Sure, we all know that Bowering is nuts about baseball, but he’s also a poet of the car, and the subject awaits a doctoral candidate. “Do Sink” has its echoes of Creeley (“drive he said, everyone / insane” partially evokes “I Know A Man”)[a] and its “music of the roadside ditches” carries a tune from the Beats and On the Road (“what a driver!” Bowering writes of Neal Cassady in Allophanes ).
Where is the car in this poem going? The question is not particularly relevant, or is too abstract to engender any practical understanding. Partly it’s a metaphysical problem at stake here: wanting to know the destination is not the same as taking the journey. That kind of interpretation (“life is a highway”) has its strengths but I’d like to emphasize an emotional (remembering its inner word “motion”) response, rather than a philosophical one, to Bowering’s dark drive, partly because the latter is the safer approach. The simplicity of “Do Sink,” perhaps not obvious upon first reading but which may be found especially in its limited vocabulary and strategic, rhythmic but seldom soothing repetitions, reveals an awareness of how much potential emotional charge can be released for a reader with just this or that juxtaposition of words like gold, pen, song, mother, black, pain, dark, and never.
There’s a terrifying scene in David Lynch’s film Blue Velvet when laughing-gas-sucking Dennis Hopper and his gang take Kyle MacLachlan for “a ride.” That imposed uncertainty, that not knowing where they’re going, catalyzes our sense of powerlessness to generate an escalating panic. We join MacLachlan’s character in a kind of freefall, in a fear which is blinding compared to the usual shlock formulae served up by the horror genre, where one point follows the next with a depressing sort of logic. The phrase “scared to death,” which Bowering winks at us, is one often uttered unthinkingly, sometimes with laughter.[b] “Do Sink” is not terrifying — at least, not in my view — but it is a poem of fear. Not wanting “to know too much,” Keats stands still and feels awe, but Bowering plunges forward, not content to take the mysteries of the sublime simply as writ. Bowering stands alone at last “in the reputed centre / of the wide world” and knows that fears “themselves will cease to be.”
In the last line, Keats’s pairing of “love and fame” is rhymefully replaced by “song and pain.” “Do Sink” does not give peace or consolation, the way epitaphs and memorials and poems of bereavement generally try to do. Nor does it affirm its own immortality (surpassing gilded monuments and the like). The anxiety never goes away in this poem, the balance stays precarious between being and seeming, life and death; what is remains “relative to what / there is not.” At the poem’s end the car starts up yet again (or tries to), the will to escape persists.
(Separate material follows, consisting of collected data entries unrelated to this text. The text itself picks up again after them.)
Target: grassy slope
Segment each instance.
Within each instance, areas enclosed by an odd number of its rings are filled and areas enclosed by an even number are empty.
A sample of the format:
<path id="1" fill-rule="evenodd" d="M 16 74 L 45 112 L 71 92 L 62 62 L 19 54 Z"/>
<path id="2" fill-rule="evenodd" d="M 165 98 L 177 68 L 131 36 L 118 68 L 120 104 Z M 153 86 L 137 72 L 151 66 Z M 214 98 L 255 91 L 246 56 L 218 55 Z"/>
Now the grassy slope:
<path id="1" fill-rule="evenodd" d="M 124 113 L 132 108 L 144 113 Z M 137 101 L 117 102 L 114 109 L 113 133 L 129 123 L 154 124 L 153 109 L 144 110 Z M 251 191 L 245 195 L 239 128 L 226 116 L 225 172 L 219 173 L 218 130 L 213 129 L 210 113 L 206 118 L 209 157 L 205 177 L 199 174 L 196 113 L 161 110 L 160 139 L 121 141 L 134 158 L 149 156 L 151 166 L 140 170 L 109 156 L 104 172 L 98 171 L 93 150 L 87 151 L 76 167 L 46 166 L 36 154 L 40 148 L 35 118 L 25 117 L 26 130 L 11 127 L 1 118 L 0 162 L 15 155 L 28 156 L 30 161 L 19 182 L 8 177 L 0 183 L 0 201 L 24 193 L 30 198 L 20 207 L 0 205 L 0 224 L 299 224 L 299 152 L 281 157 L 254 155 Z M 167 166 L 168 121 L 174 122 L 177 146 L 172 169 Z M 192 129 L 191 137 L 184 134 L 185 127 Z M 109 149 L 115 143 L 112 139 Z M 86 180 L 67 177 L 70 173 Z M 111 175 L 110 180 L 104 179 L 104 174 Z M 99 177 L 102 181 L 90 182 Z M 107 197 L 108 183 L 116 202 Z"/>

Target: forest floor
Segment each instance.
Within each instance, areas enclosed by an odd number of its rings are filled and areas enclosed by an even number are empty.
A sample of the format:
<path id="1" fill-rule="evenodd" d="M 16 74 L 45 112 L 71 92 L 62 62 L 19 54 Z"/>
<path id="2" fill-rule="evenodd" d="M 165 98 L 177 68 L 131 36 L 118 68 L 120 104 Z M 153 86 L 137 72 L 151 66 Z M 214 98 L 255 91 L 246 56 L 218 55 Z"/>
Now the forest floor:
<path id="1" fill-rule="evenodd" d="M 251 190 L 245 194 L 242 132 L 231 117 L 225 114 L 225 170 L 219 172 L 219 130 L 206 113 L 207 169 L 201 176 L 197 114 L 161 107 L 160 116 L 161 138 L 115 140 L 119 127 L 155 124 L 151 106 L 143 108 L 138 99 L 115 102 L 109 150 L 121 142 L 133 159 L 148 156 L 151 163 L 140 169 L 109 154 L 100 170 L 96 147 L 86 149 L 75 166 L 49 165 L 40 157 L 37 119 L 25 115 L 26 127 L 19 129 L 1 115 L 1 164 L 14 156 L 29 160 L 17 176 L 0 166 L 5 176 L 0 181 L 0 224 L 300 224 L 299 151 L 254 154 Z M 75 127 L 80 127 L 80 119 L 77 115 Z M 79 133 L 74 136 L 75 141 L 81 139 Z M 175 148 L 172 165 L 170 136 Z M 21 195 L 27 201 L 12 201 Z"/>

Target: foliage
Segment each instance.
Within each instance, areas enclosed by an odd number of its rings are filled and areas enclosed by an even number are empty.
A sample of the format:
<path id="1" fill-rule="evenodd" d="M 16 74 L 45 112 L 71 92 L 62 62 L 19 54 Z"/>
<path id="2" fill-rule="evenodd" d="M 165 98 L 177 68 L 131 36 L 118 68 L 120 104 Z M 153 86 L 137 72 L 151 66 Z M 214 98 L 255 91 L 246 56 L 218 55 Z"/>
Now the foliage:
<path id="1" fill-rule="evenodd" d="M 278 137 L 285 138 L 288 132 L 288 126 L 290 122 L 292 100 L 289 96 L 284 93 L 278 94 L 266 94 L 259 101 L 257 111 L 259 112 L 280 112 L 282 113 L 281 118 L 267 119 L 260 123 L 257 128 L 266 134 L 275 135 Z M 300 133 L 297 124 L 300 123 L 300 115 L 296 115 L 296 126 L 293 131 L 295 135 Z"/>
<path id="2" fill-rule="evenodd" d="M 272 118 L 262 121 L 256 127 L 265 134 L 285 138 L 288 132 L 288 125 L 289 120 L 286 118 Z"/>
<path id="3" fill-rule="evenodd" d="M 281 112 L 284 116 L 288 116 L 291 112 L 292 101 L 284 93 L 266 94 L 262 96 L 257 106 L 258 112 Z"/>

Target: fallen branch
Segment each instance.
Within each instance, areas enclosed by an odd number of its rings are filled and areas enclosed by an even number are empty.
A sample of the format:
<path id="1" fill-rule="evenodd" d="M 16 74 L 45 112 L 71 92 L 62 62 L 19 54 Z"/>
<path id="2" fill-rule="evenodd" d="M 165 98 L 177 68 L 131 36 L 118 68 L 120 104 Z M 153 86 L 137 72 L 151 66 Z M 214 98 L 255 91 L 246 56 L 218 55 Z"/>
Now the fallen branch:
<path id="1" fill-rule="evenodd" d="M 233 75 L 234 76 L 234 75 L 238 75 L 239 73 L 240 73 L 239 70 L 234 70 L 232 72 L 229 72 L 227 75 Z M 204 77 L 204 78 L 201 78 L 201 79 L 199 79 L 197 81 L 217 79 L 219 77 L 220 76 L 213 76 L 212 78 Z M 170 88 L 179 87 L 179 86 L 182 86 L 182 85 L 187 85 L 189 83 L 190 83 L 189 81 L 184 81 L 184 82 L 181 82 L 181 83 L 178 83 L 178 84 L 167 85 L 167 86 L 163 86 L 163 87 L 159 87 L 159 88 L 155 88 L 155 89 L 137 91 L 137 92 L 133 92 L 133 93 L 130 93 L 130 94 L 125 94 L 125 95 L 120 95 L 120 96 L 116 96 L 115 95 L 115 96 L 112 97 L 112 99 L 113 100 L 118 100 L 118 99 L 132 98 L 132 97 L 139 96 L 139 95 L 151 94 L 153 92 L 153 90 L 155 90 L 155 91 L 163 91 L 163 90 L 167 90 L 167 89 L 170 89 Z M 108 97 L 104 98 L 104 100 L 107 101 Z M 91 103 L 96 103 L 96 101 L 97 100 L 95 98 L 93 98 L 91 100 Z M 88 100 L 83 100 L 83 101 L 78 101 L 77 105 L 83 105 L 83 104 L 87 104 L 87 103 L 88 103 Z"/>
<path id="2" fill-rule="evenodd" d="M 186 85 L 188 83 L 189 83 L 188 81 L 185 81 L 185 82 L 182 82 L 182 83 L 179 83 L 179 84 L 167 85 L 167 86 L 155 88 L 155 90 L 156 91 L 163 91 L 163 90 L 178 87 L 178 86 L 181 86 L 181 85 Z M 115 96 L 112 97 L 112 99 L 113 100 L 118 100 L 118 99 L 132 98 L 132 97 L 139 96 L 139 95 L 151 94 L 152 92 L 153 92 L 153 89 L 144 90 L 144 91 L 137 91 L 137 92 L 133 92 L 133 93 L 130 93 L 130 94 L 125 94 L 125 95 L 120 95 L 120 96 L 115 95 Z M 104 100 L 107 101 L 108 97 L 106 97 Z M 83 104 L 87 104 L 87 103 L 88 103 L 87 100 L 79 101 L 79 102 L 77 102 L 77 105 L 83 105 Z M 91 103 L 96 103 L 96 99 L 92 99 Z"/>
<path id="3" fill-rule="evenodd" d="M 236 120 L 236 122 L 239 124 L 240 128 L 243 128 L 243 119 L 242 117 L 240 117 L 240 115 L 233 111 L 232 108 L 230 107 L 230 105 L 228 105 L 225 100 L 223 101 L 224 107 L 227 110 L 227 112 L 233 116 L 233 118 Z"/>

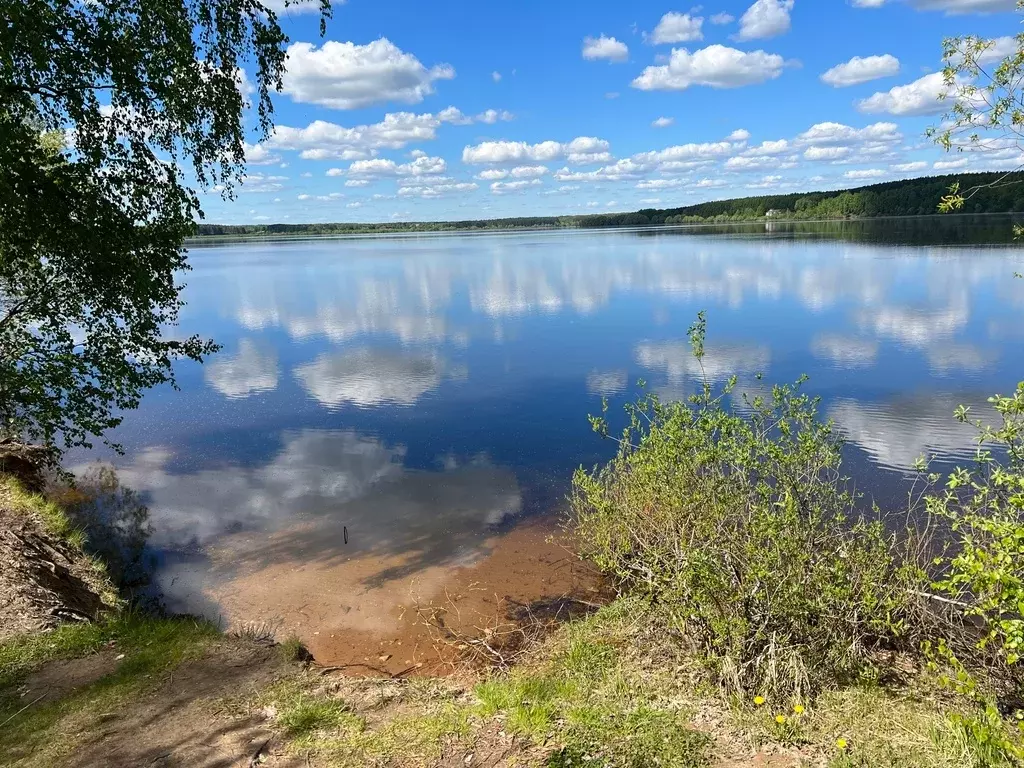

This is how we might understand Bowering’s claim, with which I began, that the best poetry is written and read in fear. Bowering isn’t ambivalent about poetry, he’s rightly fearful of it. We are also afraid, if we are good writers and readers of poetry, because we never really know where the car is headed, where the words might take us, what the poem is driving at.
Bowering, George. Allophanes. George Bowering Selected: Poems 1961-1992. Ed. Roy Miki. Toronto: McClelland and Stewart, 1993. 102-29.
———. “Do Sink.” George Bowering Selected: Poems 1961-1992. Ed. Roy Miki. Toronto: McClelland and Stewart, 1993. 216-25.
———. Errata. Red Deer: Red Deer College P, 1988.
———. “The Travesty Kid Rides Again.” Interview with Tim Conley. Existere 15.3 (1995): 17-21.
Keats, John. “When I Have Fears.” The Norton Anthology of Poetry. 3rd ed., shorter. Ed. Alexander W. Allison et al. 359-60.
Kröller, Eva-Marie. George Bowering: Bright Circles of Colour. Vancouver: Talonbooks, 1992.
[a]. There are other notably kindred ruminations, too: “a line / that grows longer as we walk it” and “how late / we come to realize or not” could easily be mistaken for Creeley lyrics.
[b]. It does or should go without saying that Bowering is a funny poet, but that scene in Blue Velvet is funny, too.